Ok, vous vous dites que votre tête n’est pas mise à prix chez les hackers, pourquoi vous et votre petit blog, etc. C’est encore plus simple que cela, votre blog sera piraté s’il n’est pas mis à jour et sécurisé, non pas par un tueur à gage ayant reçu un contrat sur vous mais par tout un éventail de personnes susceptibles de le faire par curiosité, désœuvrement ou intérêt (un morveux qui s’amuse, un BlackHatSEO pas sympa, ou le Service Marketing d’une organisation criminelle quelconque).

Vous n’êtes visé, mais les ressources accessibles via votre site le sont. Il y a de fortes chances que votre « pirateur » s’en tape parfaitement de vous et ne connaisse même pas le nom de votre blog qui est un parmis d’autres  dans un fichier Excel de blog vulnérables. C’est le contrôle de nombreux sites grâce à l’exploitation de failles documentées et publiées qui est l’enjeu.
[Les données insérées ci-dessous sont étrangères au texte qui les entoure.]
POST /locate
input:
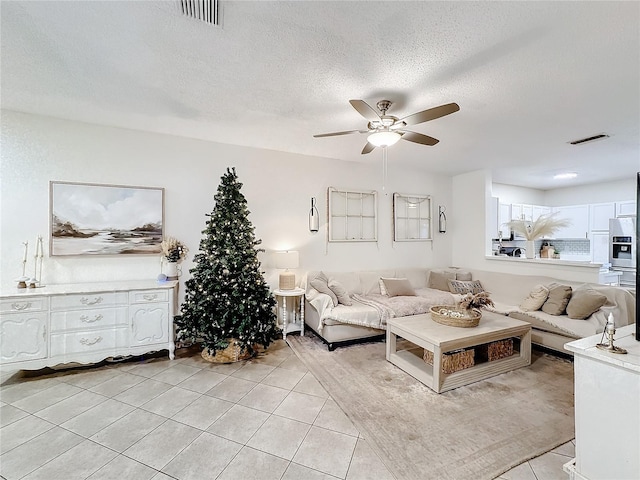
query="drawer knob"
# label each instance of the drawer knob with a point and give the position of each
(86, 319)
(88, 342)
(86, 301)
(21, 306)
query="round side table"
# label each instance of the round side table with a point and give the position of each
(297, 325)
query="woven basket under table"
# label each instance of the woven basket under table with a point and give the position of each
(453, 361)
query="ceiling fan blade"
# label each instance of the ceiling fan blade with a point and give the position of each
(368, 148)
(430, 114)
(339, 133)
(365, 110)
(418, 138)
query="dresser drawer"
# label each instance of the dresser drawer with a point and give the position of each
(88, 300)
(148, 296)
(89, 318)
(27, 304)
(89, 341)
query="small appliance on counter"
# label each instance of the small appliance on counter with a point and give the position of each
(511, 251)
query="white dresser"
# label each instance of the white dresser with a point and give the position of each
(85, 323)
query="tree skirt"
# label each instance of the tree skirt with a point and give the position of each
(233, 353)
(474, 432)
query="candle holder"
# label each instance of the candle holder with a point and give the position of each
(609, 331)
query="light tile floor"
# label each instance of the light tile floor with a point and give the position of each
(267, 418)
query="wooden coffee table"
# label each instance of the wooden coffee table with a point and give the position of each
(423, 332)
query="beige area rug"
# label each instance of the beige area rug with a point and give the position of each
(475, 432)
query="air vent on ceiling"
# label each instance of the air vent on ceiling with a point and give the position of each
(205, 10)
(589, 139)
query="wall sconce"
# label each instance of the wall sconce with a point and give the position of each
(314, 218)
(442, 219)
(287, 260)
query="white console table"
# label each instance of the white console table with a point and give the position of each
(85, 323)
(607, 409)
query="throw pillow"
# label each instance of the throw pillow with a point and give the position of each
(585, 302)
(463, 275)
(536, 299)
(383, 289)
(438, 279)
(463, 287)
(398, 287)
(556, 303)
(320, 283)
(340, 292)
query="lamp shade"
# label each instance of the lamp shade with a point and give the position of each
(288, 259)
(383, 138)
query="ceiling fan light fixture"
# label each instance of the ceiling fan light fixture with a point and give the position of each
(383, 138)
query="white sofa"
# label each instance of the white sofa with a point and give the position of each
(341, 324)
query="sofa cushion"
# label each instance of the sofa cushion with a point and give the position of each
(556, 303)
(320, 283)
(396, 287)
(340, 292)
(584, 302)
(535, 299)
(460, 286)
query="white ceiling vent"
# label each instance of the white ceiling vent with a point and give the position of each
(205, 10)
(589, 139)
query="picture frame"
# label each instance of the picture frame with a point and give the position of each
(352, 215)
(412, 218)
(105, 219)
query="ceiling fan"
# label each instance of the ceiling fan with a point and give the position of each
(385, 130)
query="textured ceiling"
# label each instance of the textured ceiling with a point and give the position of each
(528, 76)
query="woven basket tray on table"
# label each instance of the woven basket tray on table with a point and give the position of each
(455, 316)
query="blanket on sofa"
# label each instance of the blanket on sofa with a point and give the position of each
(402, 306)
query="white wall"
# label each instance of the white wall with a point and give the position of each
(515, 194)
(471, 197)
(278, 187)
(620, 191)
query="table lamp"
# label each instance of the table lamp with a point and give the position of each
(287, 260)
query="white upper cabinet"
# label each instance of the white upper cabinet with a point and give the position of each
(599, 215)
(579, 217)
(625, 209)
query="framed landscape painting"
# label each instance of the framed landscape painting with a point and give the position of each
(93, 219)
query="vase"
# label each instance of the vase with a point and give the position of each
(172, 271)
(530, 249)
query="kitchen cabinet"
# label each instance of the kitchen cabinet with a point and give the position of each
(626, 209)
(599, 247)
(599, 215)
(85, 323)
(579, 217)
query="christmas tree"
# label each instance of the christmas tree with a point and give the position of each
(227, 296)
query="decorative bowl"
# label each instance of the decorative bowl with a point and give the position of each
(455, 316)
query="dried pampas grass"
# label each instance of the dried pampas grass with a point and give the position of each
(545, 225)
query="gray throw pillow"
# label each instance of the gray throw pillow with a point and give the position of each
(397, 287)
(558, 299)
(439, 279)
(585, 302)
(320, 283)
(536, 299)
(340, 292)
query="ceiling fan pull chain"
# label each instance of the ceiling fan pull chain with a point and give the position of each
(384, 170)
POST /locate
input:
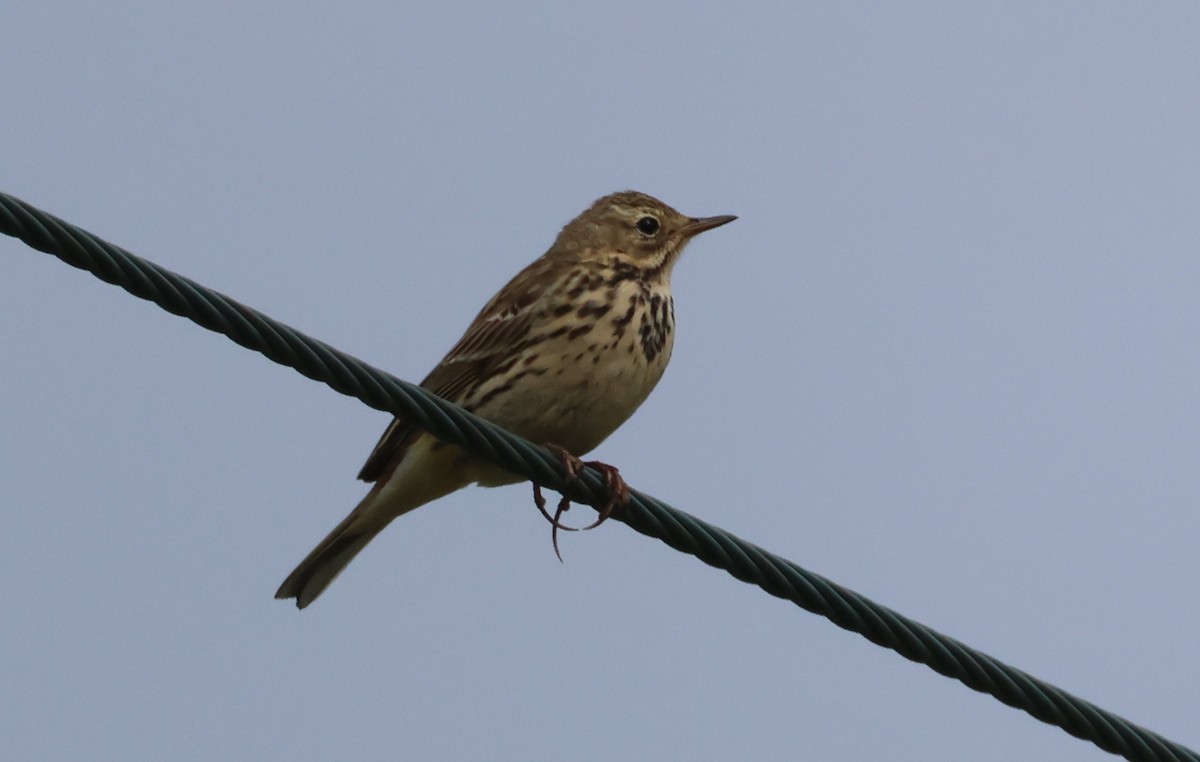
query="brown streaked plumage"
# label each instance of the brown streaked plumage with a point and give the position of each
(562, 355)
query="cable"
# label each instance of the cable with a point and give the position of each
(649, 516)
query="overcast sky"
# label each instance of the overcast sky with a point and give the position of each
(947, 357)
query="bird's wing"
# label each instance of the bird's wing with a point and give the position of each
(495, 334)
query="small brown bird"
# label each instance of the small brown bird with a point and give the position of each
(562, 355)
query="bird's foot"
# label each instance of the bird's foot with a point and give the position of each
(616, 486)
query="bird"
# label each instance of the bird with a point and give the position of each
(562, 355)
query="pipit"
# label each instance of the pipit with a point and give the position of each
(562, 355)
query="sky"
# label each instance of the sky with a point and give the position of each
(946, 357)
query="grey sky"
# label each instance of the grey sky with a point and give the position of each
(947, 357)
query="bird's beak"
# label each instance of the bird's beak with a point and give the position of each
(699, 225)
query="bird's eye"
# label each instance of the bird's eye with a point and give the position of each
(649, 226)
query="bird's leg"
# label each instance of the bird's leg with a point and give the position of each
(616, 486)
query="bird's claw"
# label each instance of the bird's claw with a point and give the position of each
(615, 485)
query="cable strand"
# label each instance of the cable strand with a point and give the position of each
(685, 533)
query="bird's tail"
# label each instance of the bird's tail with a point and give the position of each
(328, 559)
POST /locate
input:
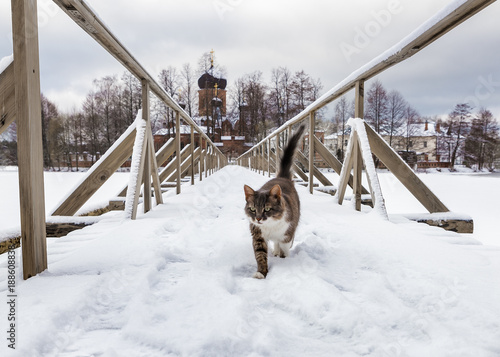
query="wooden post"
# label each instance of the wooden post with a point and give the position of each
(29, 136)
(178, 149)
(146, 194)
(311, 152)
(207, 158)
(192, 155)
(201, 157)
(358, 169)
(268, 144)
(359, 99)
Quelques extensions intéressantes :

• Better WP Security
• WordPress Security Scan
• WP Plugin Security Check

Ces plugins proposent de très nombreuses customisation de WordPress afin d’en améliorer la sécurité. Ici encore, vous pouvez tout tenter sur votre site de test.

Passage en prod : www

Voilà, votre version de test est parfaitement à jour, vous avez trouvé des plugins intéressants, fait vos essais, installé les extensions de sécurisation et paramétré leurs options, tout est OK. Il ne reste qu’à passer en production sur www.nomdedomainedublog.com.

1. Changez l’adresse du blog dans les réglages de WordPress : test.nomdedomainedublog.com -> www.nomdedomainedublog.com
2. Procéder à la même vérification dans les paramètres de toutes les extensions qui pourraient utiliser la valeur de l’URL en dur…
3. A partir de là, votre site de test.nomdedomainedublog.com s’affichera encore mais tous les liens pointeront vers www.nomdedomainedublog.com (l’ancien blog pour l’instant).
4. Modifiez la zone DNS en faisant pointer WWW vers votre nouvel hébergement
   Chez OVH, vous aurez créé un multidomaine test.nomdedomainedublog.com, il vous suffira de créer le multidomaine www.nomdedomainedublog.com pointant vers le même répertoire
5. Attendez le délais de mise à jour des serveurs DNS…

Pour terminer : faire des sauvegardes régulières, mettre à jour très régulièrement WordPress et ses extensions.